I live in San Francisco, and grew up here, too. I love this city.
I graduated from UCLA in 2010 and have been working as a software engineer since then. I care a lot about my work. Software engineering isn't just a job to me. It's a way of being. It's a life made by approaching the complexity of the modern world with a sense of curiousity and drive and then weaving a vision into it, just so, in such a way that even computers can understand. Every day I get to create something from nothing. It's meaningful work for me.
In my free time I love surfing, rock climbing, reading books, and spending time in nature. I like to play the guitar, and I like to play board games with friends.
I love working with software. There is a thrill to learning more and improving at one's craft. With software, that thrill can be accessed on almost any project. I enjoy solving technical problems, although I have come to appreciate that many of the most important problems in software are not technical.
The team is the most important part of making software succeed. The culture of a team determines so much, from how well they empathize with customers, to the importance placed on quality work. The culture of a team can make the difference between joy and misery for everyone involved. A strong team will outcompete a team of strong individuals, every time, so I do my best to aim for success at the team level. Success is best when it is shared.

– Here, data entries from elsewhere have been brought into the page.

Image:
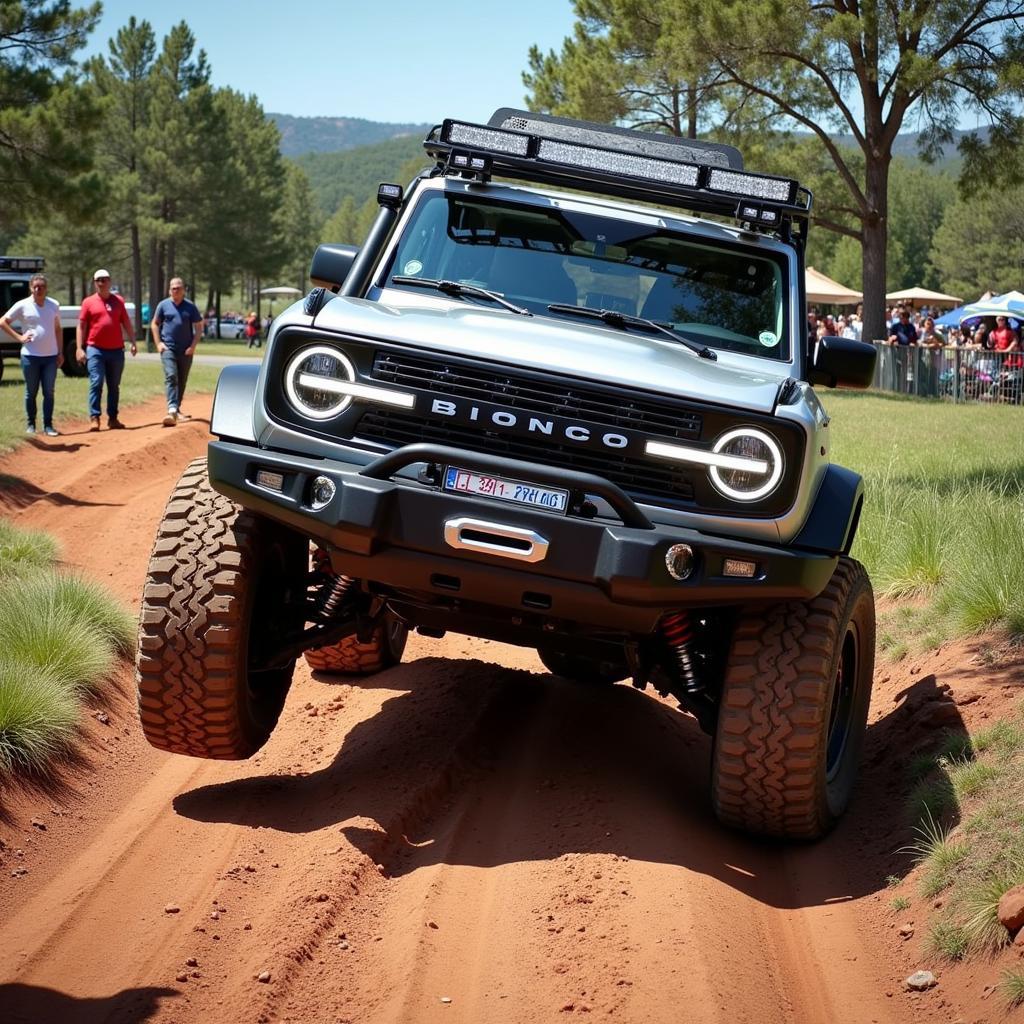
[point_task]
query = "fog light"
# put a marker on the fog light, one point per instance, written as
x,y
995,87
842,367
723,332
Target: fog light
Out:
x,y
272,481
736,566
679,561
322,492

I am particularly fond of technologies whose basic usage is not complex, but which can enable the developer to explicitly address very complex problems. Many tools strive for an easy interface but in so doing they can obscure the complexities of the problem. Some specific tools I use that I feel allow me to handle escalating levels of complexity are React, Python, Vagrant and Packer, Elastic Search, and MySQL.
I also appreciate simple tools, that do one important job well. For example, I love Redis, webpack, Jekyll, the video.js library, git, Sentry, and CircleCI. And I am extremely grateful for communication and productivity services like Slack, Mumble, Textmate 2, Google Apps, Github, and Asana.
If you don't yet know me, you may be curious about my name.
My full name is Guru Bakshish Singh Khalsa. I'm not Indian, so what happened? Luckily, it wasn't an accidental name tag switch at the hospital as a baby. My parents converted to Sikhism, and I was raised as a Sikh -- and was given a Sikh name. Although I no longer follow all of the disciplines of the religion, such as wearing a turban and eating vegetarian, I am deeply thankful for the values and culture that guided my upbringing.